Daily, I would look for something - anything - that comforted me, that nourished me, that made me laugh… anything that brought me a spark of gratitude. I held it close, that tiny seed of gratitude. It was the tiniest light in the darkness of my life at that time - it gave me hope.

This is the real power of gratitude.

Gratitude is wonderful when we feel good - it amplifies good feelings and deep connections to others, to ourselves, and to the goodness of life. But gratitude truly shines as a practice when we look for the good amid adversity. Gratitude gives us the strength to turn toward the pain, the darkness, and the challenges with more grace.

I’ve never stopped practicing gratitude.

It’s served me well through chaos, grief, and upheaval, and it’s helped me be that much more present for what matters most. I write gratitude in the morning when I journal and before bed when I review my day.

But here’s a secret - I never fake my gratitude, or gloss over the hard things. When the events of the world are hard, or I’m grappling with personal challenges, I do not try and bypass them. Oh no. With my hand over my heart, I acknowledge what is challenging, what feels overwhelming or insurmountable. Even in the face of this, I am grateful for… I am thankful to… I appreciate… Sometimes, I can even find gratitude for the challenge or difficulty itself.

It’s good medicine to make it a practice.

Here’s the thing - when we practice something regularly, it takes root in us and in our lives.
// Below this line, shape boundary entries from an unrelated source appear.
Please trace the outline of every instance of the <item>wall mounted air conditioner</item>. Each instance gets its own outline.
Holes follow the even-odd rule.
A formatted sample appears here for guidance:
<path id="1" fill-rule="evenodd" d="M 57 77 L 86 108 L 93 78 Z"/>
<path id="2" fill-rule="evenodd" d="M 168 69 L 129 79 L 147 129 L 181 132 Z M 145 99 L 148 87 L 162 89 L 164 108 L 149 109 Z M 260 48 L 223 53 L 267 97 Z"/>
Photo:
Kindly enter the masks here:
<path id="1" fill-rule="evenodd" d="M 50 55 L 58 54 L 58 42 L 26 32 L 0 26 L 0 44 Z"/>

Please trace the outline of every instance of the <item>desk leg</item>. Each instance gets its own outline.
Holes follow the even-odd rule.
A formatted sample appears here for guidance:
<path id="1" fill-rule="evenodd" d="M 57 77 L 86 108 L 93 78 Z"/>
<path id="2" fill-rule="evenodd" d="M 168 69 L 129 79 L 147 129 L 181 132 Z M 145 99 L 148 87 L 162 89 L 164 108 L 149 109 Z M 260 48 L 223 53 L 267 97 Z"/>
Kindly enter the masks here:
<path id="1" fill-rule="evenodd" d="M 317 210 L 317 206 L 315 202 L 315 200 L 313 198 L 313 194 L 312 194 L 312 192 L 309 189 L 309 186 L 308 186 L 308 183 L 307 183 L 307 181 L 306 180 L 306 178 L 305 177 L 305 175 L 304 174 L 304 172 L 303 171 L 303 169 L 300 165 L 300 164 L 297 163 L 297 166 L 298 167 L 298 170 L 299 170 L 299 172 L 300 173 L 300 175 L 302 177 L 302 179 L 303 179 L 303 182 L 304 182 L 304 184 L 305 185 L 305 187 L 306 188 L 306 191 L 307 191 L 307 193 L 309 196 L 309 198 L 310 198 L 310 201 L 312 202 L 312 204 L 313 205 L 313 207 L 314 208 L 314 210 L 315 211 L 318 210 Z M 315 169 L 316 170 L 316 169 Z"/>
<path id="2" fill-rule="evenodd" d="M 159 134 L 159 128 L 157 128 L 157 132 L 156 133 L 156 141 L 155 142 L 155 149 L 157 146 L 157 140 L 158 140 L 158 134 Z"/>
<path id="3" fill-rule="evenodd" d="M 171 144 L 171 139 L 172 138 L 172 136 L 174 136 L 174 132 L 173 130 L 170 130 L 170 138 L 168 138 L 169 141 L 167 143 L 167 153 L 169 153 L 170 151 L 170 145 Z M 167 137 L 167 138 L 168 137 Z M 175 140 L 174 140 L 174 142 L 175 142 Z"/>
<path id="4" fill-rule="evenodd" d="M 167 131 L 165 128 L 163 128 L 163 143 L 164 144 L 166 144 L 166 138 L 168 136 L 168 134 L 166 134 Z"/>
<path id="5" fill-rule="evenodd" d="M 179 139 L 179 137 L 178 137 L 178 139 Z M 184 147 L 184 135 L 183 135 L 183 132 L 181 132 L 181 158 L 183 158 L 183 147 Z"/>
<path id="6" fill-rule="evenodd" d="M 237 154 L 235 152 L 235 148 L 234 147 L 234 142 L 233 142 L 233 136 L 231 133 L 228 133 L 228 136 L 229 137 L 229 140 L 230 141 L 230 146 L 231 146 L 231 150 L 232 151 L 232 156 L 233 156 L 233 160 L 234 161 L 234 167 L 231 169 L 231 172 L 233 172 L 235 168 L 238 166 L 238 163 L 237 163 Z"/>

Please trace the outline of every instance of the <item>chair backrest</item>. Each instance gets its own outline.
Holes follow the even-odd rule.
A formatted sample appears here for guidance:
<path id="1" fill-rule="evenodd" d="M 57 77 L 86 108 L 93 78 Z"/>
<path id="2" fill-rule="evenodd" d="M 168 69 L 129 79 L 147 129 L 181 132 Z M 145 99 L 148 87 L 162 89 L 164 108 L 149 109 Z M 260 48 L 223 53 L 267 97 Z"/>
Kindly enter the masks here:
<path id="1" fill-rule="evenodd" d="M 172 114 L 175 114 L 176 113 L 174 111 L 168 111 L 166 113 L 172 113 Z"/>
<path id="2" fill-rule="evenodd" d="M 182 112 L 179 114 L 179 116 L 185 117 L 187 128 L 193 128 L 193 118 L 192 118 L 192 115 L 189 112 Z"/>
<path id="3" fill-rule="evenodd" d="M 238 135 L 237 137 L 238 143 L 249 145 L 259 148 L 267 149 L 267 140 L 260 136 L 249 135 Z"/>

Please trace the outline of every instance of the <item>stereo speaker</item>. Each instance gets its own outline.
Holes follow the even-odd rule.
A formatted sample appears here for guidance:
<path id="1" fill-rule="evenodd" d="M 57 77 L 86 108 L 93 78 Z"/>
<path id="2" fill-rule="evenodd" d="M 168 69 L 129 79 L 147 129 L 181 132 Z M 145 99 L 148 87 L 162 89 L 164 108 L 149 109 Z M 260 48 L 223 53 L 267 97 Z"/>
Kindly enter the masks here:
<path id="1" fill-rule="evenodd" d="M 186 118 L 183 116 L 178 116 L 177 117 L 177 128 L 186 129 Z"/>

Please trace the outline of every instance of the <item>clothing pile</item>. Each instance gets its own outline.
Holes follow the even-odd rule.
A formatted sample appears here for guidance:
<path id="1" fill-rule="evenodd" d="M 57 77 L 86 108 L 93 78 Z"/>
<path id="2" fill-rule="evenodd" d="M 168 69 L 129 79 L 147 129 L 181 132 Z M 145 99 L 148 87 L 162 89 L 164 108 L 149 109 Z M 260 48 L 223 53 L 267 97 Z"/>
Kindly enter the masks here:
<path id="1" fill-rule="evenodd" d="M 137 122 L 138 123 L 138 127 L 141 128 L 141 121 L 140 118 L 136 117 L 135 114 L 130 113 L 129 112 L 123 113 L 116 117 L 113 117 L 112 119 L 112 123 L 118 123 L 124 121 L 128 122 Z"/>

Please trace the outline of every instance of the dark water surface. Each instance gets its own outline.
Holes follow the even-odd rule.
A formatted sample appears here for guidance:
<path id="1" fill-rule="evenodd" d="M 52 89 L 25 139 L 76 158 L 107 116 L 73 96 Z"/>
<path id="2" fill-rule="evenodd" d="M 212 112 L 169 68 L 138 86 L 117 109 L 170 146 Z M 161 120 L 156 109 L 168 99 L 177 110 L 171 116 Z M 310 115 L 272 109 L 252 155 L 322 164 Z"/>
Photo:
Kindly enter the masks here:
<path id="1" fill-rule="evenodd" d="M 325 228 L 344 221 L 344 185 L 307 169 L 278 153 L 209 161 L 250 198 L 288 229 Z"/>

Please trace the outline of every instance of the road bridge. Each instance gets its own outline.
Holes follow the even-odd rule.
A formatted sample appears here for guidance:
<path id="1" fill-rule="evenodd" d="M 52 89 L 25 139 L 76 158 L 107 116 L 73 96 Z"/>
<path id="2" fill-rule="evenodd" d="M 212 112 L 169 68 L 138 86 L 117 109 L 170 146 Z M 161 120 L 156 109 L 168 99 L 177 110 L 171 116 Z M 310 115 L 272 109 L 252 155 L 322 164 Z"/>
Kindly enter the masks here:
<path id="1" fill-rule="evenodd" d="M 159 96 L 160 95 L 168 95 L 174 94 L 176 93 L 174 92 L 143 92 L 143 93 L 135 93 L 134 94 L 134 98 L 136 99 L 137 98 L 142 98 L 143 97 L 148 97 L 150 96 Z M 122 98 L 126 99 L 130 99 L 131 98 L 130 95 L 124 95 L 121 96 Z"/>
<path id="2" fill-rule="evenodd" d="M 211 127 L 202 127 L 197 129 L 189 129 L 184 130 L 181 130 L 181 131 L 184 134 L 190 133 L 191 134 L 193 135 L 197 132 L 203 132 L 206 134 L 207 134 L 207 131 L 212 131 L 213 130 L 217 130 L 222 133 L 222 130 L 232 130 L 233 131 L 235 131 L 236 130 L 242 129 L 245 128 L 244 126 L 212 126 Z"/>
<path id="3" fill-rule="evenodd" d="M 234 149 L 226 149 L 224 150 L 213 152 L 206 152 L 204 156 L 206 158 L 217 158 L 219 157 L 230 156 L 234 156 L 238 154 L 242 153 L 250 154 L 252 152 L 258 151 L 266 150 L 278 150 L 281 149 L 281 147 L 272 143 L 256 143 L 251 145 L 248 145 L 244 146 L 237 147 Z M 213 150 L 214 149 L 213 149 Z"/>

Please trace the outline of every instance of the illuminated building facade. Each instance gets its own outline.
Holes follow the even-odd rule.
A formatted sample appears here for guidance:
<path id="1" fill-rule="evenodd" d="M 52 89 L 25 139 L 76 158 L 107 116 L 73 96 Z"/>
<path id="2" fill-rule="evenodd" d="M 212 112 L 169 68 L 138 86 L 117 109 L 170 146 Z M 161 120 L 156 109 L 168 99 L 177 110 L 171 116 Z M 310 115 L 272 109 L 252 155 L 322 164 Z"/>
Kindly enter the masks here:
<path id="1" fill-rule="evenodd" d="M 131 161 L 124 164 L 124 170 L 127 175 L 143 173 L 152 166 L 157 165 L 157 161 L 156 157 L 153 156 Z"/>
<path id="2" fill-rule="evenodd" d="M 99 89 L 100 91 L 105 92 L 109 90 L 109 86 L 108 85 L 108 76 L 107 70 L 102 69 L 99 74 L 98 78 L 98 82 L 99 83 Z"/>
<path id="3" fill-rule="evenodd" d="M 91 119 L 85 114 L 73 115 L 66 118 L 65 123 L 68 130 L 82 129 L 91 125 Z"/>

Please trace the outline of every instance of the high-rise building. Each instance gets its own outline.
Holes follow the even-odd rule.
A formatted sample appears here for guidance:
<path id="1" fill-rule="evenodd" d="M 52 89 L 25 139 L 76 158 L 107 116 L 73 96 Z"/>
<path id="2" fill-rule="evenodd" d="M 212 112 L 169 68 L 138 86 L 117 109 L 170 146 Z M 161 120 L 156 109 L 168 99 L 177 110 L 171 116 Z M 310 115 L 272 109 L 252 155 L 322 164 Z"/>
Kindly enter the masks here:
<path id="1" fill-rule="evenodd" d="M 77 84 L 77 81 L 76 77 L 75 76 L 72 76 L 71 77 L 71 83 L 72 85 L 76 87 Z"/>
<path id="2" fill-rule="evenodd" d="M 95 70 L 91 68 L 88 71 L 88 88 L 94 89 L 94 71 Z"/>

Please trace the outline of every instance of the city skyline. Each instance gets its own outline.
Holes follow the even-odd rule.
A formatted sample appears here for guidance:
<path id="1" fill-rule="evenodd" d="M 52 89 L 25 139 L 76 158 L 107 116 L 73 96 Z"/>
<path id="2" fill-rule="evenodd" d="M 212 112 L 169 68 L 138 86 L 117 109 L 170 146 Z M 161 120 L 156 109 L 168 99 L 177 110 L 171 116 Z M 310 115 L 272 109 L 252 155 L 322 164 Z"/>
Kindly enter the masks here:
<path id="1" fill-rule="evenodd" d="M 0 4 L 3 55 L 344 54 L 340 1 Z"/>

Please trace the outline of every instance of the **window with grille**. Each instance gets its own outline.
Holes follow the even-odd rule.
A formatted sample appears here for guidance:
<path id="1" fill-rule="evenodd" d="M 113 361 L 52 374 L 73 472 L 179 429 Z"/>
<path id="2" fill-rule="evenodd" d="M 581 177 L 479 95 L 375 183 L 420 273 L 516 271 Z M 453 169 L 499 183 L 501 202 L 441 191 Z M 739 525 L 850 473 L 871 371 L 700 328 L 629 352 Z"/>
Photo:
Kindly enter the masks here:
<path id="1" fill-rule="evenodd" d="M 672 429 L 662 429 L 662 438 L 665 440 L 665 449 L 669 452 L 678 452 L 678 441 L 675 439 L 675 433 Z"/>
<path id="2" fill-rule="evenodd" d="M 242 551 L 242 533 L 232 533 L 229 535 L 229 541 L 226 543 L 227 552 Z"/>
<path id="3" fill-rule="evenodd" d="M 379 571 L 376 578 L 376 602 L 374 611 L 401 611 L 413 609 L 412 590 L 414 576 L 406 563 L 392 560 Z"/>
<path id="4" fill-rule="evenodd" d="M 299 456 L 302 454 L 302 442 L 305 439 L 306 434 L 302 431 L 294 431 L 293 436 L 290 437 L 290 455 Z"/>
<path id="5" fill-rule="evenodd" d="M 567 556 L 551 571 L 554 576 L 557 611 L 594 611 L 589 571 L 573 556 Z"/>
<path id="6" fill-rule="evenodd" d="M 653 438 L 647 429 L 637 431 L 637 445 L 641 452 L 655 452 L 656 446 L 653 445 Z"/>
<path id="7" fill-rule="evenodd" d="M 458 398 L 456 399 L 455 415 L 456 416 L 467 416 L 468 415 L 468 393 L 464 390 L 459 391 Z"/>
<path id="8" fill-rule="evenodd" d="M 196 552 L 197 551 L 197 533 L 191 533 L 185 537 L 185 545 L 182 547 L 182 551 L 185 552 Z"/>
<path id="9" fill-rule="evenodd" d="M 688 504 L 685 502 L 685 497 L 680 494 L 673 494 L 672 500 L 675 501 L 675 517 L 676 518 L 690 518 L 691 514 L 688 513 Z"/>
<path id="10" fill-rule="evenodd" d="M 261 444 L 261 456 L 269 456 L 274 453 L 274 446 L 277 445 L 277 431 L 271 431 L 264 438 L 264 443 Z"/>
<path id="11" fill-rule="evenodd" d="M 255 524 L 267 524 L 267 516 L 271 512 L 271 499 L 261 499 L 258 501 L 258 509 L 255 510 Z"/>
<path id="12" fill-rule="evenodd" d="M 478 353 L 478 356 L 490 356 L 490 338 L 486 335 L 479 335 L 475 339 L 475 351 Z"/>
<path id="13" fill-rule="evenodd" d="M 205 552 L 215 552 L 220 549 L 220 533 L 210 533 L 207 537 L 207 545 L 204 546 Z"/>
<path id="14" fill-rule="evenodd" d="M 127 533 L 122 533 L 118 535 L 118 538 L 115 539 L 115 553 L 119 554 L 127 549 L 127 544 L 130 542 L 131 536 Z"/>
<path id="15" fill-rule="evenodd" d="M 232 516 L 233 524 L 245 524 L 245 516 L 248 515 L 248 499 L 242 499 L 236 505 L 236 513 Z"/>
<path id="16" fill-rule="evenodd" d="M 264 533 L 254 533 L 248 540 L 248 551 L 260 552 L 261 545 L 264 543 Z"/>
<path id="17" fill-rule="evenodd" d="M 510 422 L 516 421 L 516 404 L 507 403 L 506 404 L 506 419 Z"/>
Now, more than ever, we need to be grounded and feel resourced to face life. Gratitude will do that for you. But you also deserve to receive more goodness, connection, and yes, happiness through the practice of gratitude.

Over time, I’ve learned that two elements of gratitude are essential: noticing what you are grateful for and why it’s important to you. The second part, the why, keeps the gratitude practice fresh and deeply nourishing.

I also practice expressing my thanks to people around me for qualities or actions that I appreciate. This is one of the daily practices I track - to look for, and acknowledge the people around me and why they or what they do matters to me.

In conclusion

You do not have to count your blessings blindly or express gratitude for things that don’t matter to you. You are not required to pretend you are grateful when life sucks. But I invite you to consider that gratitude is richer, deeper, and wider than platitudes. Gratitude can be that seed of hope in the most challenging of moments and the blossoming of awe and delight in the best of moments.

No matter if or how you are celebrating, I wish you the strength to be present for the full catastrophe as you reclaim the medicine in gratitude for yourself.